程序代写代做代考 C graph kernel algorithm decision tree Text Classification in scikit-learn¶

Text Classification in scikit-learn¶

First, let’s get the corpus we will be using, which is included in NLTK. You will need NLTK and Scikit-learn (as well as their dependencies, in particular scipy and numpy) to run this code.
In [1]:
import nltk
nltk.download(“reuters”) # if necessary
from nltk.corpus import reuters

[nltk_data] Downloading package reuters to /Users/jason/nltk_data…

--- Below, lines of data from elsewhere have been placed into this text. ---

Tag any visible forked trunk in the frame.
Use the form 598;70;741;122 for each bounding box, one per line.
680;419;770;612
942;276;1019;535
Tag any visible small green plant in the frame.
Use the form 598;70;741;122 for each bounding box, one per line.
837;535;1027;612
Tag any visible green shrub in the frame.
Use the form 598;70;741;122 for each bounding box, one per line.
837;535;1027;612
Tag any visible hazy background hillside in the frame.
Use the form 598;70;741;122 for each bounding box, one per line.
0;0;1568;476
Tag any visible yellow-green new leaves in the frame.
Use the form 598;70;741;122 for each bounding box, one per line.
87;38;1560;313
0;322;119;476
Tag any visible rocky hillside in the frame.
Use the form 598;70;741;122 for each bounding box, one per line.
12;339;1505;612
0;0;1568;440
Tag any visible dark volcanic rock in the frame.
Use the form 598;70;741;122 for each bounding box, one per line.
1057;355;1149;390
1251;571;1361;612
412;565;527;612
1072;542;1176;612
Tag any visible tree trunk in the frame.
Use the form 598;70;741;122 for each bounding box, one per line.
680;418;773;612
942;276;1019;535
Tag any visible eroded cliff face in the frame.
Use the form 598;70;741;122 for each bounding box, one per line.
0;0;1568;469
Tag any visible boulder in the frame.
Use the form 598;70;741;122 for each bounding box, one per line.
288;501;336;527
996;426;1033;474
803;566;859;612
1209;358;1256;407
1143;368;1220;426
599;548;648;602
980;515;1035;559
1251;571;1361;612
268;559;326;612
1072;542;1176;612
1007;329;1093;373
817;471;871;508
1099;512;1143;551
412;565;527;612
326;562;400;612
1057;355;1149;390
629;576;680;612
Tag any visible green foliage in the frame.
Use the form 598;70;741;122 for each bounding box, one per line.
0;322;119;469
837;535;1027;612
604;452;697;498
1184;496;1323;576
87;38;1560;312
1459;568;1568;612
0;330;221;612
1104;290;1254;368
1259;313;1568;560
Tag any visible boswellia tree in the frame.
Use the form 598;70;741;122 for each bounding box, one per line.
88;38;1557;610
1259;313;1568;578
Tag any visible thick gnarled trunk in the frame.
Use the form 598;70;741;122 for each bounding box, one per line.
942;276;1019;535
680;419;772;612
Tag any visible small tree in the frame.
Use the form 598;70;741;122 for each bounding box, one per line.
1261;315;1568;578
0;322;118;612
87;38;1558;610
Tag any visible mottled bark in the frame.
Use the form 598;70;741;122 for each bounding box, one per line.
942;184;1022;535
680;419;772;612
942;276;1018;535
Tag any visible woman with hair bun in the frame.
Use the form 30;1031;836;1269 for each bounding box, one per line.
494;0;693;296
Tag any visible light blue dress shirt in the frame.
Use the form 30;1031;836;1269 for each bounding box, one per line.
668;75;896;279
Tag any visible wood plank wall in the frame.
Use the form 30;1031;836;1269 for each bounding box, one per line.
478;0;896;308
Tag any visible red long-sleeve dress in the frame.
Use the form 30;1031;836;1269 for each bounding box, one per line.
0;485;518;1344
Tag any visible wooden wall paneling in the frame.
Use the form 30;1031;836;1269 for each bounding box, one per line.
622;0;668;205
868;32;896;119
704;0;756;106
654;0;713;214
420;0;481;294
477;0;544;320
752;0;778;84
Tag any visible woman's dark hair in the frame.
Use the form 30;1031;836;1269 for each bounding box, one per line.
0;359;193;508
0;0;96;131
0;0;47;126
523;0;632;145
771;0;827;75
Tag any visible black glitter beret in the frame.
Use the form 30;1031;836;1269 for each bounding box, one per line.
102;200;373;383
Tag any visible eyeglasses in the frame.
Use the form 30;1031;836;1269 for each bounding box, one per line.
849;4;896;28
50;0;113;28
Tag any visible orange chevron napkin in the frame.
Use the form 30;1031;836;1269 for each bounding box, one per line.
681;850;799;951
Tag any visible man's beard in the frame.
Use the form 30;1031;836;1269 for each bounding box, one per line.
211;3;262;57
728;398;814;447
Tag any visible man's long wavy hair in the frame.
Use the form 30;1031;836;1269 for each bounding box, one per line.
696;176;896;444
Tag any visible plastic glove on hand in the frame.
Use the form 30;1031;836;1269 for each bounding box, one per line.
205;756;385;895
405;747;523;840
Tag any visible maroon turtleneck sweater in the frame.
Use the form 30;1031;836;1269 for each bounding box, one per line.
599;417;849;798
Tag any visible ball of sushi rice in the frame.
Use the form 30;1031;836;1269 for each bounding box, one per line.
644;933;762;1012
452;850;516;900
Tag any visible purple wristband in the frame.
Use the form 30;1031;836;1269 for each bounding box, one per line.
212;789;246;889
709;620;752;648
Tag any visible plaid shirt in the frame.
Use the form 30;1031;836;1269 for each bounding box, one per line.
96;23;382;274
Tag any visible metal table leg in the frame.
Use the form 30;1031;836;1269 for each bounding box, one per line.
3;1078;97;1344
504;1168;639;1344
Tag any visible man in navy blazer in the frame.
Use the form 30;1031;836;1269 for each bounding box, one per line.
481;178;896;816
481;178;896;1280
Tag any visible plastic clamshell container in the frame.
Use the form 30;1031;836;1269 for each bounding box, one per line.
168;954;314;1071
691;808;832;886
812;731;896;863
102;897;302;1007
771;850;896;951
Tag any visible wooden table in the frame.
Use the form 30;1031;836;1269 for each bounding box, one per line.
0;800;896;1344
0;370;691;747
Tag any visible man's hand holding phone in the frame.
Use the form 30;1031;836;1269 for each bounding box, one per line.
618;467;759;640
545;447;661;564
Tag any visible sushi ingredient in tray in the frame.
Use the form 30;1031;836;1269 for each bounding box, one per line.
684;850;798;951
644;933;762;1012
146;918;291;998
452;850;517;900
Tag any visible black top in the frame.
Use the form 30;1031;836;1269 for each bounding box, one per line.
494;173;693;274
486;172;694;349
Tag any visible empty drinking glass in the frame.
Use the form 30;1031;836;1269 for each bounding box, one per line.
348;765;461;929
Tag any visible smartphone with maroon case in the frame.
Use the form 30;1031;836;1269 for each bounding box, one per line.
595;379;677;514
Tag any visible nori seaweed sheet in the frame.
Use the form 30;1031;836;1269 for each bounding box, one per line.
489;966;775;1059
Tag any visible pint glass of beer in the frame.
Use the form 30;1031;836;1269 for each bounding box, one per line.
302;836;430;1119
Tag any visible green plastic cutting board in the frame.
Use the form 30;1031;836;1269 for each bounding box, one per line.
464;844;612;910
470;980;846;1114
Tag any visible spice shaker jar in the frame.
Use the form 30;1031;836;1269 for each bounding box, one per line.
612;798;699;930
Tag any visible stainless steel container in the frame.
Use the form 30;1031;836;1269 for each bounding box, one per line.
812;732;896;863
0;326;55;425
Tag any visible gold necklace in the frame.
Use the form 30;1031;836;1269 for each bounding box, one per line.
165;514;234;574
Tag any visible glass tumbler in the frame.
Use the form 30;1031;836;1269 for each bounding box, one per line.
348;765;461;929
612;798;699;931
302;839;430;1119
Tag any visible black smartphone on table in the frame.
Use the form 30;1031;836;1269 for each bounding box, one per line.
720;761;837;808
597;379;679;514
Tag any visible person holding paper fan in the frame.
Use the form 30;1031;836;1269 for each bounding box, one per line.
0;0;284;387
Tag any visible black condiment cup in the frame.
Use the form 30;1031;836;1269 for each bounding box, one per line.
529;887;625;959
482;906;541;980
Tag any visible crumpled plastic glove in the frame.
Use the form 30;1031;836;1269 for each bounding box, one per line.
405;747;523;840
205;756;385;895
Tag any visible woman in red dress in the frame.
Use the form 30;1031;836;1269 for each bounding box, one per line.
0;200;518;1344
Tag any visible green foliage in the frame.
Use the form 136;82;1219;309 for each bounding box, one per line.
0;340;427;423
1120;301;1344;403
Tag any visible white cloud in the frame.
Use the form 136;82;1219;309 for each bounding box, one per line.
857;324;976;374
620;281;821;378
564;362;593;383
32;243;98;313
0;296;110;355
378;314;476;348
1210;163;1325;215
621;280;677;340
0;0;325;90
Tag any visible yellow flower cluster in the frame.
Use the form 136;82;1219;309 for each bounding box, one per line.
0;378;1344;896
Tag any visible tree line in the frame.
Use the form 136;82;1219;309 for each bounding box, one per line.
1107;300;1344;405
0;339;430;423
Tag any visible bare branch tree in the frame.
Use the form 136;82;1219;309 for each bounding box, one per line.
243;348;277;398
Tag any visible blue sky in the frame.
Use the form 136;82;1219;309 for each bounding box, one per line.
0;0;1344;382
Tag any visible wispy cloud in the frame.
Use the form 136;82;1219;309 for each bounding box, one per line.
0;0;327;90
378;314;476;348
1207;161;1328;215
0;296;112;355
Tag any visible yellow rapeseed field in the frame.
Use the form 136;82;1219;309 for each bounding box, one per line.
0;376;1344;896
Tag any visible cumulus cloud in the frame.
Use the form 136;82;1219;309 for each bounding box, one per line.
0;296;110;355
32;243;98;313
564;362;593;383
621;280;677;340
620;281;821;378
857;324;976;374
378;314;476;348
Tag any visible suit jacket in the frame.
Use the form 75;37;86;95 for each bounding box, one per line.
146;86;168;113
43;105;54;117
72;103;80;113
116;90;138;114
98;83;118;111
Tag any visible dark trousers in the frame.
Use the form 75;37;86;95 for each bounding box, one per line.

The NLTK sample of the Reuters Corpus contains 10,788 news documents totaling 1.3 million words. The documents have been classified into 90 topics, and is divided into a training and test sets, a split which we will preserve here. Let’s look at the counts of texts the various categories.
In [2]:
for category in reuters.categories():
print (category, len(reuters.fileids(category)))

acq 2369
alum 58
barley 51
bop 105
carcass 68
castor-oil 2
cocoa 73
coconut 6
coconut-oil 7
coffee 139
copper 65
copra-cake 3
corn 237
cotton 59
cotton-oil 3
cpi 97
cpu 4
crude 578
dfl 3
dlr 175
dmk 14
earn 3964
fuel 23
gas 54
gnp 136
gold 124
grain 582
groundnut 9
groundnut-oil 2
heat 19
hog 22
housing 20
income 16
instal-debt 6
interest 478
ipi 53
iron-steel 54
jet 5
jobs 67
l-cattle 8
lead 29
lei 15
lin-oil 2
livestock 99
lumber 16
meal-feed 49
money-fx 717
money-supply 174
naphtha 6
nat-gas 105
nickel 9
nkr 3
nzdlr 4
oat 14
oilseed 171
orange 27
palladium 3
palm-oil 40
palmkernel 3
pet-chem 32
platinum 12
potato 6
propane 6
rand 3
rape-oil 8
rapeseed 27
reserves 73
retail 25
rice 59
rubber 49
rye 2
ship 286
silver 29
sorghum 34
soy-meal 26
soy-oil 25
soybean 111
strategic-metal 27
sugar 162
sun-meal 2
sun-oil 7
sunseed 16
tea 13
tin 30
trade 485
veg-oil 124
wheat 283
wpi 29
yen 59
zinc 34

Many of the documents in the corpus are tagged with multiple labels; in this situation, a straightforward approach is to build a classifier for each label. Let’s build a classifier to distinguish the most common topic in the corpus, “acq” (acqusitions). First, here’s some code to build the dataset in preparation for classification using scikit-learn.
In [7]:
from sklearn.feature_extraction import DictVectorizer

def get_BOW(text):
BOW = {}
for word in text:
BOW[word] = BOW.get(word,0) + 1
return BOW

def prepare_reuters_data(topic,feature_extractor):
training_set = []
training_classifications = []
test_set = []
test_classifications = []
for file_id in reuters.fileids():
feature_dict = feature_extractor(reuters.words(file_id))
if file_id.startswith(“train”):
training_set.append(feature_dict)
if topic in reuters.categories(file_id):
training_classifications.append(topic)
else:
training_classifications.append(“not ” + topic)
else:
test_set.append(feature_dict)
if topic in reuters.categories(file_id):
test_classifications.append(topic)
else:
test_classifications.append(“not ” + topic)
vectorizer = DictVectorizer()
training_data = vectorizer.fit_transform(training_set)
test_data = vectorizer.transform(test_set)
return training_data,training_classifications,test_data,test_classifications

trn_data,trn_classes,test_data,test_classes = prepare_reuters_data(“acq”,get_BOW)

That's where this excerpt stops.